The door opens, and Tonya enters; I sit instantly and try not to show how much I am happy and scared at the same time that she is here. She wears jeans and a casual top, and her hair is loose, yet her stern look and dominance are far from calm. I clench my teeth. I can't show her I'm scared; I will take her head on if I have to. I will never bend my neck to her, no matter what.

She sits in front of me, her canines slightly out; she must be agitated. I hate it; honestly, I hate that the proximity of her body makes me so weak, makes me want to beg her not to toss me away. But I will not beg; I will not beg no matter what.

"How is Sammy?
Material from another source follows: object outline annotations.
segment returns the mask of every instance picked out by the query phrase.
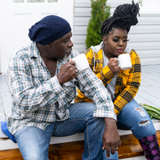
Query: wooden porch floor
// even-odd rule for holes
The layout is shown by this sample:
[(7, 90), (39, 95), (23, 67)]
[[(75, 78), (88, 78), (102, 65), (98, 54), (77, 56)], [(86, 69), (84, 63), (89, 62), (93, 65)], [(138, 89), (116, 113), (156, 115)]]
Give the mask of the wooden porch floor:
[(142, 83), (135, 99), (160, 107), (160, 64), (142, 66)]

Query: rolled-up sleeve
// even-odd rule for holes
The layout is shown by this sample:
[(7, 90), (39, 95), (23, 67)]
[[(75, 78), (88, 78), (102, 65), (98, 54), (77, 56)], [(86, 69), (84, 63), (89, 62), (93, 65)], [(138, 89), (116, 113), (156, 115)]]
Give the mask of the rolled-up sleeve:
[(96, 104), (94, 117), (108, 117), (116, 120), (114, 105), (108, 90), (102, 81), (96, 77), (90, 68), (80, 72), (77, 76), (79, 89)]
[(10, 64), (8, 74), (14, 103), (20, 106), (21, 110), (35, 111), (39, 107), (53, 104), (64, 92), (56, 76), (35, 86), (29, 64), (18, 57)]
Will you whip me again for the second brawl?" I say mockingly; if she is irritated by my attitude, she hides it well.

"Charlie told me everything about Shane and what the Shadow Pack has done to him."

"Oh really?" I spit. "Any juicy details? I wasn't interested much in him, so I don't know everything."

"Explain what you understand by "juicy details": almost gang raped at the age of 14, or maybe killing his father in front of him, or maybe the special interest your Beta had in him?"

Fuck, how the hell she manages to keep herself calm and sound so indifferent being so angry. I can sense her fury; if I play this nicely, maybe she will snap again and break my neck, and finally, all of it will be over. No more fear of rejection and banishment, no more fear of solitude and life in constant longing for her and Charlie.